One of the things that’s most struck me about Ubuntu is how far it’s progressed with little more than Debian as a base, some reasonable cash to cover a professional level of work, and some dedication to promoting itself and community building.
As an experiment, in July, August and September I tried doing something similar with debbugs — ie, actually committing myself to spend some real time on it as a professional (which I guess ended up being a day or two a week on average, but was still fairly irregular unfortunately), and promoting it both by giving a talk about it at debconf, and involving more people in its development and trying to get some of the feature requests that’d been hanging around finished with so we could move on to new stuff.
I think that’s actually had pretty impressive results — there’s a lot more interest, some fairly serious improvements in both its look an functionality, and for a project that’s been essentially moribund for half a decade, it’s even gained a little momentum. If I hadn’t already been amazed by how well Ubuntu’s done with relatively little effort, I’d’ve been utterly shocked, and heck, maybe I am even so.
Of course, the problem with this is that it really does rely on some real, professional-level commitment; it’s hard to be enthusiastic and active if you’ve just had a stressful day doing paying work, and it’s hard to be responsive if your Debian time doesn’t have any set schedule, and ends up competing against other hobbies, like sleep. But on the other hand, dedicating 40% of your potential income to free software isn’t really something that’s that easy to justify on an ongoing basis, unless perhaps you’re already ridiculously wealthy, or comfortably retired. Even Richard Stallman has a couple of awards worth a few hundred thousand each, to justify his time spent.

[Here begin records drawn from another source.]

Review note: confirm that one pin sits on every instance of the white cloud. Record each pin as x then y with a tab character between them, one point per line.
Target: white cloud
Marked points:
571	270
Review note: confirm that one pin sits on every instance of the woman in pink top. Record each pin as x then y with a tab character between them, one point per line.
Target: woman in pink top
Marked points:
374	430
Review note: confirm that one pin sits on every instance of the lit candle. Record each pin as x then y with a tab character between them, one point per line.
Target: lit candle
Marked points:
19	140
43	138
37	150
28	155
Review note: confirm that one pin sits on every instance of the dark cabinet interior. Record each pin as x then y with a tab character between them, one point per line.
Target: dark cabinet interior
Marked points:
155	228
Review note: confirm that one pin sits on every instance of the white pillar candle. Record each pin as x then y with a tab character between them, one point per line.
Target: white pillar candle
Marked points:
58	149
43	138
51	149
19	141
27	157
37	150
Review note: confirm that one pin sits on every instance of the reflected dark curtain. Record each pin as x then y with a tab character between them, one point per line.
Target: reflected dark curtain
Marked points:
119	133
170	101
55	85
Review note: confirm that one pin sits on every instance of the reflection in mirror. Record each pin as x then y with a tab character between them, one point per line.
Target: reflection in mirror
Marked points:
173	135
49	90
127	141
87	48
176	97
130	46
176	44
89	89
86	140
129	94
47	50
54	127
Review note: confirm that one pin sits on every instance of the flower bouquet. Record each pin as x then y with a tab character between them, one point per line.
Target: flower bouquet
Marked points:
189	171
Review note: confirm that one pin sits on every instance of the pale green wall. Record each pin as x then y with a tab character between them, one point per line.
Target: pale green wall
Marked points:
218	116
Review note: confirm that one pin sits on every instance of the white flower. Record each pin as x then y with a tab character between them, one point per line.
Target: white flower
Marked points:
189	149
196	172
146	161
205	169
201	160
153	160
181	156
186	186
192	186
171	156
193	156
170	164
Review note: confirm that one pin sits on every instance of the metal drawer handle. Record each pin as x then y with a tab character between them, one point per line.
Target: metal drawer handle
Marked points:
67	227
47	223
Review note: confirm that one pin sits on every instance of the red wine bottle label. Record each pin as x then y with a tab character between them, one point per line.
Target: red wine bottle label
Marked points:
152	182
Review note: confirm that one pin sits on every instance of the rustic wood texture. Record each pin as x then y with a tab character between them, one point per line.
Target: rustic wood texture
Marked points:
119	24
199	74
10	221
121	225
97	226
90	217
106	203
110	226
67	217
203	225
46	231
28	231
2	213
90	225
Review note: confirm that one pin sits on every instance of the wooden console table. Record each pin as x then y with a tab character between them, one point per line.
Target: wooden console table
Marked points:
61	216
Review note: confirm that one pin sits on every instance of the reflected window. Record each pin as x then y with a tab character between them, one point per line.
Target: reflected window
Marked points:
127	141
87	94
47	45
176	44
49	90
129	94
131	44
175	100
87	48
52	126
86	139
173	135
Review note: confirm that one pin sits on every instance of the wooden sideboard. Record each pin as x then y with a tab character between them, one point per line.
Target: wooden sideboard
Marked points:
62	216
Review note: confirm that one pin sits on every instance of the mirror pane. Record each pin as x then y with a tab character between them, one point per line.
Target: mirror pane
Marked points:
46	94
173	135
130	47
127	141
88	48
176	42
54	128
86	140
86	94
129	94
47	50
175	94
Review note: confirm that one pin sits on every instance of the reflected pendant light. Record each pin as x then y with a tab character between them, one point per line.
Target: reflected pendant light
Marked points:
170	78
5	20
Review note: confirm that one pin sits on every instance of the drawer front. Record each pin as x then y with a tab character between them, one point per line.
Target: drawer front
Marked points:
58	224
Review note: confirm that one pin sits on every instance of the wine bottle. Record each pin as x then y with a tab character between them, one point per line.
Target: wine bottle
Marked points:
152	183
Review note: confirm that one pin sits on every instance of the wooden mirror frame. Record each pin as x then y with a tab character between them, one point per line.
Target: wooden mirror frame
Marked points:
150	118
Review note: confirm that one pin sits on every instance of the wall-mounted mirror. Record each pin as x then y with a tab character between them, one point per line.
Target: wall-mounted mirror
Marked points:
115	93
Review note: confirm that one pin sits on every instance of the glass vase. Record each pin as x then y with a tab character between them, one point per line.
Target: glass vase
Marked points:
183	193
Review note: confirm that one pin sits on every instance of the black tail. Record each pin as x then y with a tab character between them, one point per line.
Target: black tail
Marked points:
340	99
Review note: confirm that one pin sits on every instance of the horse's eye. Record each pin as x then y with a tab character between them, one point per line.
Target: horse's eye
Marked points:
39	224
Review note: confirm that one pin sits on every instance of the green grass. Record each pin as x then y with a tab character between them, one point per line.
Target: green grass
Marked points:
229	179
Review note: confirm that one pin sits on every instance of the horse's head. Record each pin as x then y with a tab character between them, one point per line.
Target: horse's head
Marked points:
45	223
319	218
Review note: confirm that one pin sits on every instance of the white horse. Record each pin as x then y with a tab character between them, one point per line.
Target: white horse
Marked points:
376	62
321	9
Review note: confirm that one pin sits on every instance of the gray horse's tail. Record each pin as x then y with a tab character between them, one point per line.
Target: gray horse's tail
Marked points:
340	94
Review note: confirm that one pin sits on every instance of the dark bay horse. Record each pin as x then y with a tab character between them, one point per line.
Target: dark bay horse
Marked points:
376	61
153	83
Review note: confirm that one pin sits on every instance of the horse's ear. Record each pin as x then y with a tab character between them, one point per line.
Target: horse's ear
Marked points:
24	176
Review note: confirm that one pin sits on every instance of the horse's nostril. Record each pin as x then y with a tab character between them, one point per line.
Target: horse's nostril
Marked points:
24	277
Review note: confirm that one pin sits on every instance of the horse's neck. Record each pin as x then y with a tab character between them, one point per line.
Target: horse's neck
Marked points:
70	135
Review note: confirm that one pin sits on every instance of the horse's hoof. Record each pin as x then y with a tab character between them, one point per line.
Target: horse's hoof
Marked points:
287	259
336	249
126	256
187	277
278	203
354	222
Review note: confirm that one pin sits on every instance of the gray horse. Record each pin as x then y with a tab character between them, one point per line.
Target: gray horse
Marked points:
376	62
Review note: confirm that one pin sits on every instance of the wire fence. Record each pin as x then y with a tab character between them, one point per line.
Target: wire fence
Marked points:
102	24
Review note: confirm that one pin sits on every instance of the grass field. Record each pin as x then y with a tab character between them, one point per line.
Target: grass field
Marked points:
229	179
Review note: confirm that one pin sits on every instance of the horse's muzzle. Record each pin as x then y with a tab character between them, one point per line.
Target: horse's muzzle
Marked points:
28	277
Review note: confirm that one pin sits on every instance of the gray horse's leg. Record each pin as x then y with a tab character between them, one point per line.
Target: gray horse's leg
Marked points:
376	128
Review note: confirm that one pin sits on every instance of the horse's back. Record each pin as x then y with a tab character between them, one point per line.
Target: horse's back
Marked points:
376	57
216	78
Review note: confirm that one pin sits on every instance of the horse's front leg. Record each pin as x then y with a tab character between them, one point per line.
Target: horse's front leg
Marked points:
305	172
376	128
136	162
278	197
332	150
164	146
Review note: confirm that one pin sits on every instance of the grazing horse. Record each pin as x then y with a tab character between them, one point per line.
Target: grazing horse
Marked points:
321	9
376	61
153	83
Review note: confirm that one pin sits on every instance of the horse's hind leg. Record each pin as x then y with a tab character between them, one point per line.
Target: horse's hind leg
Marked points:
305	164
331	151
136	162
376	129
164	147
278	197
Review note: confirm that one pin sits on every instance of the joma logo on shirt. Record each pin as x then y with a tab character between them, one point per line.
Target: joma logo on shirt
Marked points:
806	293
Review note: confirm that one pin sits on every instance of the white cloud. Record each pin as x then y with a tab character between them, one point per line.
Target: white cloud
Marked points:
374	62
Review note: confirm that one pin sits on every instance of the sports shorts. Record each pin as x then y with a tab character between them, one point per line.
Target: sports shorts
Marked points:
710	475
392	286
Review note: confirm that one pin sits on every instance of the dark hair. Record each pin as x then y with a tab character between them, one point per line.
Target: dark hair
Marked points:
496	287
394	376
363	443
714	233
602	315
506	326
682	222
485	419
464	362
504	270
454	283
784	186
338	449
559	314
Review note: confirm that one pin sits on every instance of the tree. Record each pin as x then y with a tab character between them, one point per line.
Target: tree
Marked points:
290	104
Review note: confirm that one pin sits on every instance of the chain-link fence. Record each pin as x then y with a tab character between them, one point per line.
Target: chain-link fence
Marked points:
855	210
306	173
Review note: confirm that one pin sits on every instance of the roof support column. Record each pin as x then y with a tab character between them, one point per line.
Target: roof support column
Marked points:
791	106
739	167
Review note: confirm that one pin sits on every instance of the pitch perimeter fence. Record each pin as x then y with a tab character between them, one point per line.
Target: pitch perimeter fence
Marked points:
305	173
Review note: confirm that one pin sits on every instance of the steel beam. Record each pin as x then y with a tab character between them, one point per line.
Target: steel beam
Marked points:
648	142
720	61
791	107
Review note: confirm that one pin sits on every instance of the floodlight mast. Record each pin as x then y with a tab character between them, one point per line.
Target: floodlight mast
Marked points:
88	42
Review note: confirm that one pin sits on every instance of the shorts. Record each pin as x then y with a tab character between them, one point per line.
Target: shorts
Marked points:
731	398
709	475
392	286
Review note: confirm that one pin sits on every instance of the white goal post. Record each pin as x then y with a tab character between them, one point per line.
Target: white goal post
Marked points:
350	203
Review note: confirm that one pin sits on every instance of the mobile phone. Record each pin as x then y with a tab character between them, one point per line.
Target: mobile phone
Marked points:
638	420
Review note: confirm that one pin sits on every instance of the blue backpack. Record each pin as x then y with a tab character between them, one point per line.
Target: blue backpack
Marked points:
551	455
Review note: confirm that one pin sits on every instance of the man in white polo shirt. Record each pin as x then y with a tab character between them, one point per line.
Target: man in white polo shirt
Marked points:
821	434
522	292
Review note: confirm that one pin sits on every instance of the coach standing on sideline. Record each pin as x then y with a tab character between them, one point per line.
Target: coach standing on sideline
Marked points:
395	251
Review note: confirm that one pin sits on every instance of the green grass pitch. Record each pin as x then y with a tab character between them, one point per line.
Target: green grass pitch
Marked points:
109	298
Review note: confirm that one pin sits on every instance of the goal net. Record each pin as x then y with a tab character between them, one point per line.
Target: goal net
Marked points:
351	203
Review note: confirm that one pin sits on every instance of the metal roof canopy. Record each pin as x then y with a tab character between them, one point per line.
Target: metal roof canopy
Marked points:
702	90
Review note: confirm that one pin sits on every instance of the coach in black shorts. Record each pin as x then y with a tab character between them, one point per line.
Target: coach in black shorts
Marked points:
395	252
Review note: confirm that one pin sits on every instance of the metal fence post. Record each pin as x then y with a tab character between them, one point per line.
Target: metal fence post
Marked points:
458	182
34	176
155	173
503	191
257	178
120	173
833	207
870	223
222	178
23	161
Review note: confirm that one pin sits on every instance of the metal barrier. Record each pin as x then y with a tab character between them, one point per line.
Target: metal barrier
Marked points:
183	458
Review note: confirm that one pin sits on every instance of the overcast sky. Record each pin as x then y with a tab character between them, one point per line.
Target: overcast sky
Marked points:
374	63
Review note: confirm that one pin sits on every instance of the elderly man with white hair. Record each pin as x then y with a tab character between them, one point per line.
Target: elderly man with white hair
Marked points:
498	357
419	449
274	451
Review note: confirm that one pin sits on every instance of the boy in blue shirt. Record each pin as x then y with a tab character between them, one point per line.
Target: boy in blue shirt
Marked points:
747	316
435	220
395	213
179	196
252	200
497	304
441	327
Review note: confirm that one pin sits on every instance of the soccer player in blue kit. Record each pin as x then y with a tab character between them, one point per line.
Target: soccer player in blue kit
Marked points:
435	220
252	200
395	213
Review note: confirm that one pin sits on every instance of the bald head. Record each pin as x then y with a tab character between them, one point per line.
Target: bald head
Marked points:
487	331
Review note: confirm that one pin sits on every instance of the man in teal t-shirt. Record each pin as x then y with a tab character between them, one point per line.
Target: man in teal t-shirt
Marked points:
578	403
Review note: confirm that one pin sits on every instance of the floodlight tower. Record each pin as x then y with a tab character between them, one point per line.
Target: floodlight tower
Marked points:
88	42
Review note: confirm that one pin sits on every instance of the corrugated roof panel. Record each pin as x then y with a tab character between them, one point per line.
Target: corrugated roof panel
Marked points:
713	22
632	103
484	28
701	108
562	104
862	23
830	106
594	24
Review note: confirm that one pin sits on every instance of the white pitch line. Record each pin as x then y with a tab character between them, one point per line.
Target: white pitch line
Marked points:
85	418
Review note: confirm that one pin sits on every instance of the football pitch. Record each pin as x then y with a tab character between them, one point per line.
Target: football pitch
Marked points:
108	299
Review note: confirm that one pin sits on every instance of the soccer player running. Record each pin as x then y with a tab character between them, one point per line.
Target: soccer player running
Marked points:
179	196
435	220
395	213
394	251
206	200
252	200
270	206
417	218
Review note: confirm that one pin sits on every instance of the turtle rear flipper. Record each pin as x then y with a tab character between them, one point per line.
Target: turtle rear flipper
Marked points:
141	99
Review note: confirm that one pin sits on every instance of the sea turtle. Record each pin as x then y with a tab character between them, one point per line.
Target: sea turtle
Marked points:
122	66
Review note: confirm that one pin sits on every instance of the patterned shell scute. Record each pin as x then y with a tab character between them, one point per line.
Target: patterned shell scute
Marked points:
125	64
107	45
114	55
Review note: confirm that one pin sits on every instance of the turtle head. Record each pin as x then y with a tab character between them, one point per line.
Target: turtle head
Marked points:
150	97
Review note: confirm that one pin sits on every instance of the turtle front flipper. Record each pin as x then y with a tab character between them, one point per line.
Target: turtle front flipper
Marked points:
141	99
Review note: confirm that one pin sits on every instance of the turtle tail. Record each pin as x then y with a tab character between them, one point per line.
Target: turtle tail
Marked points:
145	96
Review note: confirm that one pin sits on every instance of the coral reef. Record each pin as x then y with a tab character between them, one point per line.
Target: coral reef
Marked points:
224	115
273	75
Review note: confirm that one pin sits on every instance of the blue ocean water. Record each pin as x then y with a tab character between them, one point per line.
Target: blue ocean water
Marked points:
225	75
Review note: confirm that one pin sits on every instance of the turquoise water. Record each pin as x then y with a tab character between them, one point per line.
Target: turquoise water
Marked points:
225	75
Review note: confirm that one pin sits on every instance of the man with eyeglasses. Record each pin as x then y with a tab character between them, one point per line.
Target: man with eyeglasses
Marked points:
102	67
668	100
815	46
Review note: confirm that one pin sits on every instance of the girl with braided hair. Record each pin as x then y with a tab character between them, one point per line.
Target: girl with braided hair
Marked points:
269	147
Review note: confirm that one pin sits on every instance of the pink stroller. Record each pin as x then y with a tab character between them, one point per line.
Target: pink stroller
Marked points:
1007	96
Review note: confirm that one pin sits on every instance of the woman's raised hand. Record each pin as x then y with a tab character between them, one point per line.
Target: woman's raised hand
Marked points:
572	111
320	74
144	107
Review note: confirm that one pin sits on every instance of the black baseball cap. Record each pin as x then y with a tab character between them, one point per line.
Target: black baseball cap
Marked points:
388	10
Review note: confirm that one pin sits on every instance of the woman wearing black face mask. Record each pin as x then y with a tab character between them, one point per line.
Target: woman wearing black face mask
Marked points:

Adding this and my relatively recent fascination with market dynamics, I’ve been pondering over the last few weeks whether it’s not worth taking my longstanding amenability to bribes a little more seriously, and trying to construct a real justification for treating Debian work as a professional venture rather than an entertaining hobby that lets me see the world, both virtually, and occassionally for real.
Hence, the AJ market.
The idea is I dedicate some real time to work on free software, and you contribute money to tell me what’s worth working on.
I think it makes sense from both a “free software” point of view, and an “economics” point of view. On the free software side, it avoids getting entangled with proprietary software, promotes development, and provides an easy way to ensures my “users” are actually my priority without giving up my judgement on what’s actually a sensible way of doing things. On the economics side of things, for the time being at least the supply side’s okay, since at worst, I’m willing to throw away some time to see how this works out, and on the demand side, there seem to be enough people who think I should be doing more work on one area or another, that some of them might think that’s worth more than just talking about it. In theory, one or two hundred folks liked what I do for Debian enough to vote for me as DPL, I guess it’ll be interesting to see if that translates to cash rewards. :)
Anyway, that’s the theory. There’re a reasonable number of links from the market page to explanatory stuff, but if that’s too complicated I guess the simple summary is something like this: work on debbugs makes fixing bugs in Debian easier; work on dak makes organising Debian easier; work on britney makes releasing Debian easier; work on debootstrap makes installing Debian easier; work on ifupdown makes networking Debian machines easier.
I’ve also added a little chart on my blog, for those of you who don’t get this via RSS. No more Google ads or paypal buttons.